Calabrese earned the SAMs distinction after allegedly trying to order a hit on the prosecutor who successfully convicted him of being a Chicago mafia assassin and killing more than a dozen people over a career that spanned decades. Under SAMs, the 74-year-old Calabrese is to have zero contact with fellow prisoners inside the federal penitentiary in Springfield, Missouri, and limited interactions with others. The only people he can speak to are his doctors, lawyers, the warden and the priest.
And it's a priest who federal officials say aided Calabrese in the search for a rare Stradivarius violin -- perhaps once owned by Liberace -- that the mobster supposedly received as collateral for a loan. The violin would be worth millions and go a long way toward paying a judgment Calabrese owes to his victims' families.

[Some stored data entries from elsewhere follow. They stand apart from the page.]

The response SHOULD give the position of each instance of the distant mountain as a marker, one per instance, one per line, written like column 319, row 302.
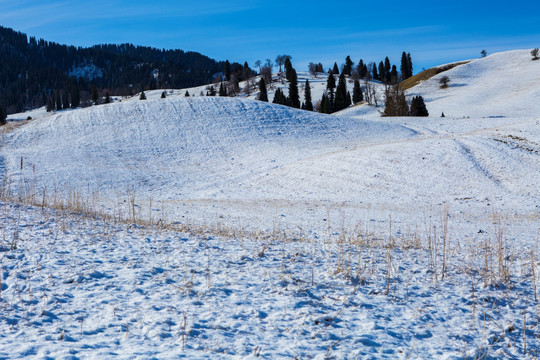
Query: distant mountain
column 32, row 69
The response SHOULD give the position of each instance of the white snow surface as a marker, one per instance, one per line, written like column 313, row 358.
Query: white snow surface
column 349, row 236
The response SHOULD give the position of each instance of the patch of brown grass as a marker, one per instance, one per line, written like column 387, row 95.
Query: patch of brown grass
column 427, row 74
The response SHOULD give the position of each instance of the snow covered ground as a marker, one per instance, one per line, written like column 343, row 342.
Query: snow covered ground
column 305, row 235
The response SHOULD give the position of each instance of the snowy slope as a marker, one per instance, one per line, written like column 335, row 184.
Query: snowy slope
column 350, row 236
column 501, row 84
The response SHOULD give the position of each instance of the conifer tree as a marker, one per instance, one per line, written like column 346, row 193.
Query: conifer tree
column 95, row 96
column 75, row 97
column 348, row 66
column 50, row 103
column 263, row 94
column 324, row 105
column 409, row 65
column 308, row 105
column 330, row 86
column 65, row 100
column 294, row 98
column 3, row 116
column 382, row 75
column 357, row 93
column 394, row 77
column 58, row 100
column 227, row 71
column 341, row 93
column 222, row 90
column 374, row 73
column 418, row 107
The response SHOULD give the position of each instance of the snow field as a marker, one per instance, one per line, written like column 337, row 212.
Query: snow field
column 79, row 287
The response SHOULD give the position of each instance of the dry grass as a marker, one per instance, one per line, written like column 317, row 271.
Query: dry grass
column 427, row 74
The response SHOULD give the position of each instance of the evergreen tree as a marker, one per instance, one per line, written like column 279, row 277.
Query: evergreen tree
column 95, row 96
column 341, row 93
column 374, row 73
column 387, row 67
column 50, row 103
column 360, row 68
column 294, row 97
column 222, row 90
column 357, row 93
column 335, row 70
column 308, row 105
column 394, row 77
column 227, row 71
column 348, row 66
column 3, row 116
column 58, row 100
column 382, row 75
column 409, row 65
column 330, row 86
column 263, row 94
column 65, row 100
column 279, row 97
column 324, row 105
column 75, row 97
column 418, row 107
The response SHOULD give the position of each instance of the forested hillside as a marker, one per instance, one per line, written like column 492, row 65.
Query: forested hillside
column 33, row 70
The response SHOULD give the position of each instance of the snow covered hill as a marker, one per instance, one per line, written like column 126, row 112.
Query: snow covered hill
column 290, row 234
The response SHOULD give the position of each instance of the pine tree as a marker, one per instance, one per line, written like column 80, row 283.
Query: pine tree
column 95, row 96
column 75, row 97
column 50, row 103
column 404, row 66
column 347, row 69
column 58, row 100
column 341, row 93
column 294, row 97
column 382, row 75
column 227, row 71
column 330, row 86
column 335, row 70
column 222, row 90
column 324, row 105
column 418, row 107
column 357, row 92
column 374, row 73
column 263, row 94
column 308, row 105
column 3, row 116
column 409, row 65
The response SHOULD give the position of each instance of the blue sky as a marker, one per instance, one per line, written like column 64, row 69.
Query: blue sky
column 433, row 32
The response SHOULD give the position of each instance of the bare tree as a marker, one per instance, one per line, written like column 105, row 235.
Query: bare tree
column 444, row 81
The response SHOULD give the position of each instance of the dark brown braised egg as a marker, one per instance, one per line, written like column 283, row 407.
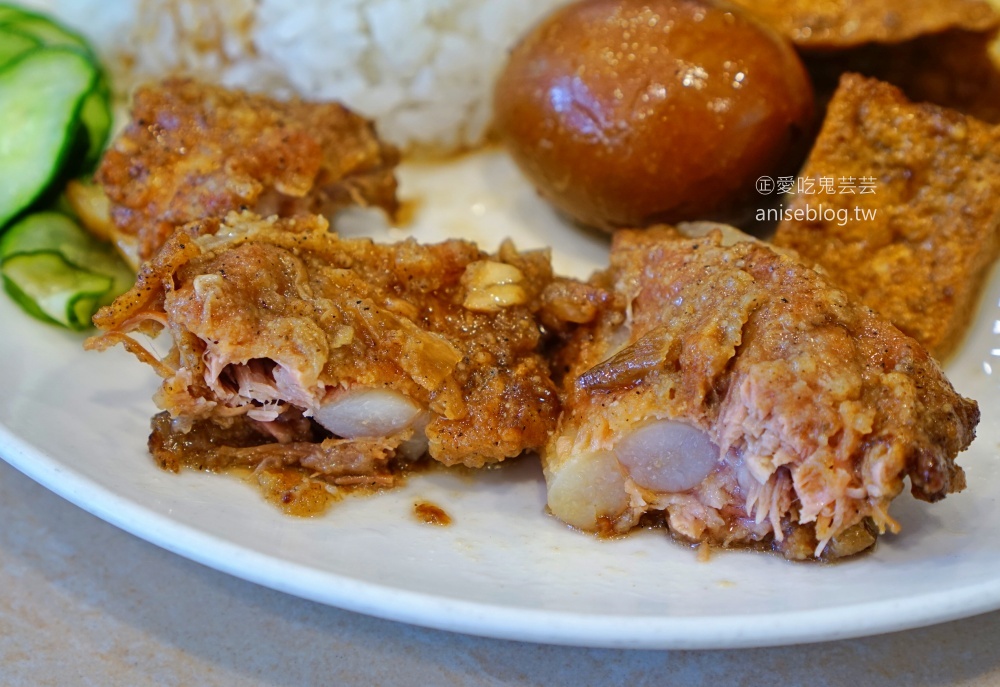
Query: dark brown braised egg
column 626, row 113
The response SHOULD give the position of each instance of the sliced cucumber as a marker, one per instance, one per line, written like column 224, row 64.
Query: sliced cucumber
column 7, row 11
column 14, row 43
column 47, row 31
column 96, row 114
column 48, row 286
column 41, row 93
column 55, row 232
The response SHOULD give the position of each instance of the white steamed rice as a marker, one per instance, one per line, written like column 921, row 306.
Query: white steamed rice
column 423, row 69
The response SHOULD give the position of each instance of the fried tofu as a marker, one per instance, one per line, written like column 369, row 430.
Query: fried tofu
column 737, row 393
column 908, row 219
column 836, row 24
column 294, row 346
column 194, row 150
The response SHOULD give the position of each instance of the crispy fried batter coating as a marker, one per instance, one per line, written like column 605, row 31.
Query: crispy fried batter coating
column 340, row 351
column 931, row 231
column 194, row 150
column 815, row 407
column 837, row 24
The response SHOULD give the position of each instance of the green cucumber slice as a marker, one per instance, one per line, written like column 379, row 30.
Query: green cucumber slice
column 41, row 94
column 50, row 288
column 14, row 43
column 96, row 114
column 8, row 11
column 55, row 232
column 47, row 31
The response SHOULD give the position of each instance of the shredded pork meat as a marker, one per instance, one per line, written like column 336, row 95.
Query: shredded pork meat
column 294, row 346
column 739, row 393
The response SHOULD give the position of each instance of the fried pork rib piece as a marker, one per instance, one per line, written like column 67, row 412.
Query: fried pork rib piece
column 736, row 392
column 293, row 346
column 917, row 245
column 194, row 150
column 835, row 24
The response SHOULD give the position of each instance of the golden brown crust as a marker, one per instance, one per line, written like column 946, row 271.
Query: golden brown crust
column 193, row 150
column 820, row 407
column 935, row 177
column 336, row 314
column 835, row 24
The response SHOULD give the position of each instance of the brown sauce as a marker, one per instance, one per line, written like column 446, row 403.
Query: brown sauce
column 431, row 514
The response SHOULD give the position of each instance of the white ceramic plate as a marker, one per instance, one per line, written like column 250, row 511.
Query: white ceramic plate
column 77, row 422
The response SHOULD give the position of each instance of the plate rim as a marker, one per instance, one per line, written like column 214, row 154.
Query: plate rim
column 548, row 626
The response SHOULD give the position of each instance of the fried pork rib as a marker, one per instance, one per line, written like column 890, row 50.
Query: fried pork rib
column 292, row 346
column 932, row 228
column 741, row 396
column 837, row 24
column 193, row 150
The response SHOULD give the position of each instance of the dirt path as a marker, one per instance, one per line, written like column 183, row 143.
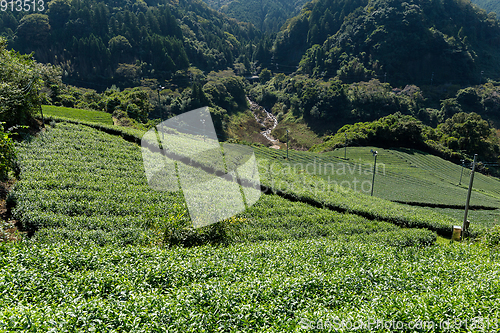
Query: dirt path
column 265, row 119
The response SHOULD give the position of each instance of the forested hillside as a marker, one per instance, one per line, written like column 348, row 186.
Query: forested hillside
column 419, row 42
column 267, row 15
column 489, row 5
column 104, row 42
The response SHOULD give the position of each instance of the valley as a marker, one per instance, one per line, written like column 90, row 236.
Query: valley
column 326, row 196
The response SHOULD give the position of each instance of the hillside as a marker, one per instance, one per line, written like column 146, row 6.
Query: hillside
column 99, row 258
column 268, row 15
column 398, row 42
column 98, row 43
column 489, row 6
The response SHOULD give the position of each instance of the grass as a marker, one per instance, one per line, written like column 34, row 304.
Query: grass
column 268, row 286
column 93, row 263
column 78, row 114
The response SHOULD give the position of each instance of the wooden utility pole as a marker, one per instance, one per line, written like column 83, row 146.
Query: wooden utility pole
column 465, row 225
column 374, row 168
column 287, row 144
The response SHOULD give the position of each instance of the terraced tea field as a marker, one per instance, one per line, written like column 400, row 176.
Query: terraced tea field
column 77, row 114
column 97, row 260
column 402, row 175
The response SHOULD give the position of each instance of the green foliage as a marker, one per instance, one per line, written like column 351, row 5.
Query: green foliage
column 19, row 85
column 267, row 15
column 405, row 42
column 492, row 238
column 461, row 133
column 8, row 159
column 489, row 6
column 78, row 114
column 102, row 42
column 292, row 264
column 271, row 286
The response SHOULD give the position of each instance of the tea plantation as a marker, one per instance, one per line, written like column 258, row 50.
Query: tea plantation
column 303, row 258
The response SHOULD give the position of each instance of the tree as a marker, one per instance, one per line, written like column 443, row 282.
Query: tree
column 265, row 75
column 19, row 86
column 33, row 31
column 58, row 12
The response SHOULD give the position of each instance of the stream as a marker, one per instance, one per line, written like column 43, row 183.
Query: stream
column 266, row 119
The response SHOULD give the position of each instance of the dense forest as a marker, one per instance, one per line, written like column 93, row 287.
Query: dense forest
column 489, row 5
column 98, row 43
column 266, row 15
column 398, row 42
column 337, row 62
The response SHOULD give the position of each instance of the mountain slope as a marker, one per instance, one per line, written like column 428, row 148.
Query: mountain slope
column 413, row 42
column 120, row 42
column 267, row 15
column 489, row 6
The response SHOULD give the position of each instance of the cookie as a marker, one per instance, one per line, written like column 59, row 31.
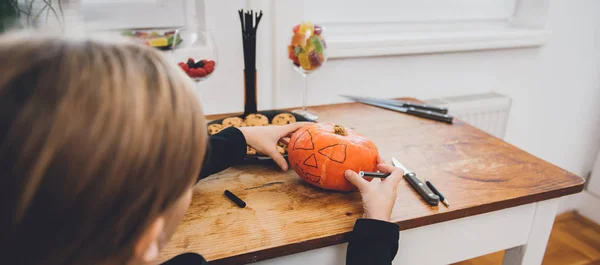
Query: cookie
column 280, row 149
column 233, row 121
column 283, row 119
column 250, row 151
column 284, row 142
column 256, row 120
column 214, row 128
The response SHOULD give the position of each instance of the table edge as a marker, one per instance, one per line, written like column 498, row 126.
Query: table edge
column 341, row 238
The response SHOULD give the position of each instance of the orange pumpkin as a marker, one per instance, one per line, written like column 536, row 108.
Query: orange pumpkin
column 321, row 153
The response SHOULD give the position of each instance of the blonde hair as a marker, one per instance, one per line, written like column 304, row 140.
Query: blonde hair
column 96, row 139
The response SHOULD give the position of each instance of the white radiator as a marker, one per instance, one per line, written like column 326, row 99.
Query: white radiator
column 488, row 112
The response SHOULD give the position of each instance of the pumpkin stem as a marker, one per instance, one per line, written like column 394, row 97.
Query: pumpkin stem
column 340, row 130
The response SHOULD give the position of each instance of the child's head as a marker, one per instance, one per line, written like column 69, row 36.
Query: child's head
column 99, row 147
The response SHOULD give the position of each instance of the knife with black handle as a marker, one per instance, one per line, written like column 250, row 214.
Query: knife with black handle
column 399, row 103
column 418, row 185
column 406, row 104
column 427, row 114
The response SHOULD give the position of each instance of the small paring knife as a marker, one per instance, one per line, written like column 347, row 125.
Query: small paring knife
column 418, row 185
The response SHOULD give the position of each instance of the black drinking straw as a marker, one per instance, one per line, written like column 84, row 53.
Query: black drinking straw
column 249, row 21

The Diocese of Springfield-Cape Girardeau was recruited by Calabrese during prison visits to help search for the violin that the mobster supposedly had hidden inside his former vacation home in Williams Bay, Wisconsin. The home was up for sale this spring to help settle the $4.4 million judgment against Calabrese.
Under the plan, Klein and two Calabrese associates were supposed to pose as interested buyers. While one of them distracted the real estate agent, the others were to search the home for the violin.
Per the Chicago Tribune:
In March, Calabrese told Klein about the violin, and Klein agreed to travel to Illinois to meet with the two undisclosed associates of the mobster, the charges allege. On March 7, Calabrese allegedly passed Klein a handwritten note through the food slot in Calabrese's cell -- a note that listed several questions for one of the associates and the location of the violin.The violin would not be the first time Calabrese had hidden something inside his residence. Investigators found more than $1 million in cash and jewels hidden in the walls of his suburban Chicago home.
Klein allegedly met the two associates in Barrington in April to discuss finding the violin, and Klein made an appointment to visit the house with a real estate agent. It is not clear from the indictment whether Klein and the others kept the appointment or made the search, but Klein allegedly called the real estate agent to set up a viewing. The house sold in April for $285,000.